Meridian's First Graduating Class: To the University and Beyond!

Meridian's seniors are our first students to apply to college and their applications have been met with a resounding "Yes!" This response was a yes to the complex, intellectual projects that our students carry out, to the sophisticated literature that they read, to clear and engaging writing in myriad forms, to problems posed, and to problems solved. The yes has been to their creative efforts in studio and performing arts and to original research in all disciplines. The yes was for learners who know how to take initiative, to self-assess and improve their efforts, to work collaboratively, and to work with persistence. Most importantly, our seniors were welcomed by the colleges because of their pioneering spirit and leadership, their commitment to community, and the genuine passion that they bring to their learning.
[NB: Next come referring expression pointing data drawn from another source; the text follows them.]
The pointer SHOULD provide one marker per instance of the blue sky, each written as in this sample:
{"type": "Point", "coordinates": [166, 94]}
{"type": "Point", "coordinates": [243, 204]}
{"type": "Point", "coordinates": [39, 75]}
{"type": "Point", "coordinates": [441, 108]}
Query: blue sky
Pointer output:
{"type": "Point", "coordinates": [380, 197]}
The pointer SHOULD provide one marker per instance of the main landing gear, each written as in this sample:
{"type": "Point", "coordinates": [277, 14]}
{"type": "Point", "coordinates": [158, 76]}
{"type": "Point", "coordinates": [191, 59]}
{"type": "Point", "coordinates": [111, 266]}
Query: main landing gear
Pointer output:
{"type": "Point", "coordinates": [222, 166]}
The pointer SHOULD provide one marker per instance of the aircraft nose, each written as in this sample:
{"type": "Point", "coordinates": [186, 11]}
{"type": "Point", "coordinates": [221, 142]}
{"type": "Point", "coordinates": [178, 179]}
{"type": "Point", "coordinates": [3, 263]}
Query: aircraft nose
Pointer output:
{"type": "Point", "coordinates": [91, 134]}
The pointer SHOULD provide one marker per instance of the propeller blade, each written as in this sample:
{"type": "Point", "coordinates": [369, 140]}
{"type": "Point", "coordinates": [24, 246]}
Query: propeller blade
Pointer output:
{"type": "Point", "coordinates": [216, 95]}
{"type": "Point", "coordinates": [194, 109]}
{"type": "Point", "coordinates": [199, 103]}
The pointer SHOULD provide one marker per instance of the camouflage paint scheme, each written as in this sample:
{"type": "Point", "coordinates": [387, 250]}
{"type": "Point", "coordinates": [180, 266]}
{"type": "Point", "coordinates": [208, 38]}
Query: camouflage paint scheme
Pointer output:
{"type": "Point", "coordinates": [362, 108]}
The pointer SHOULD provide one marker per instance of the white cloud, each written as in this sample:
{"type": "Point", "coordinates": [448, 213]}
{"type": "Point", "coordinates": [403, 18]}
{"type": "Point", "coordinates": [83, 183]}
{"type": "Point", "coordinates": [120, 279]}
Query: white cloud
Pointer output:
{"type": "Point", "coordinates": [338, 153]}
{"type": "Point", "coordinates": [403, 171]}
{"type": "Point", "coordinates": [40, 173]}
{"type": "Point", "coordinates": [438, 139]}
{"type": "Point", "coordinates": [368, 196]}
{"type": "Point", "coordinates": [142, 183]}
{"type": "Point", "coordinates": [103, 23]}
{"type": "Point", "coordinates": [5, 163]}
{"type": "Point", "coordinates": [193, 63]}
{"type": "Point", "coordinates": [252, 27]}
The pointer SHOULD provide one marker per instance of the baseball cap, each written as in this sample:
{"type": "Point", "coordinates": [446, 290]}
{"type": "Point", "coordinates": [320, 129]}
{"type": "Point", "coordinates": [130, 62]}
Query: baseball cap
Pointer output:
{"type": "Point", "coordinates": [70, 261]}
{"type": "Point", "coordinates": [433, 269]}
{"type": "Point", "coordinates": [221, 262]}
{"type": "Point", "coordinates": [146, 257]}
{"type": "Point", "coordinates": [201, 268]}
True to the type of education that they value, Meridian's seniors have sought out colleges known for strong student-professor interactions. Here are their choices:

  • Janasha Goffigan-Holmes - College of the Atlantic. Janasha is heading to the Maine coast to study Marine Biology, Psychology, and Feminism.
  • William Gurner - Bard College. Willie will be exploring Environmental Science, Art, Literature, and Biology.
  • Matthew Haber - Boston University, School of Theatre. Matthew was named a University Scholar and will be studying Theatre Design and Production.
  • Sadie Jacobson - Connecticut College. Sadie is looking forward to studying English and Theatre.
  • Jesse Nicholas - Boston College. Jesse is going to investigate mathematics and history.
  • Sydney Steeves - The Massachusetts College of Art and Design. Sydney plans to focus on painting and creative writing.

Since Meridian's founding, I have been asked how our graduates would get into colleges without a traditionally graded transcript. Likewise, I have heard from people who thought that our interdisciplinary and project-based curriculum was great, but would make college admissions difficult. What our seniors have shown is that in the absence of grades, colleges will take the time to read about a student's academic achievements and come away with a more vivid and detailed appreciation for the work that Meridian students do. The seniors' essays, research abstracts, and the school's descriptions were far more persuasive evidence of preparation for college than a grade point average. It has been truly gratifying to hear how much colleges value the engagement, the skills, and the ability to make connections that are the hallmark of Meridian learners.

Congratulations to this wonderful group of students who have blazed the way for us these past six years. We look forward to hearing of their further adventures.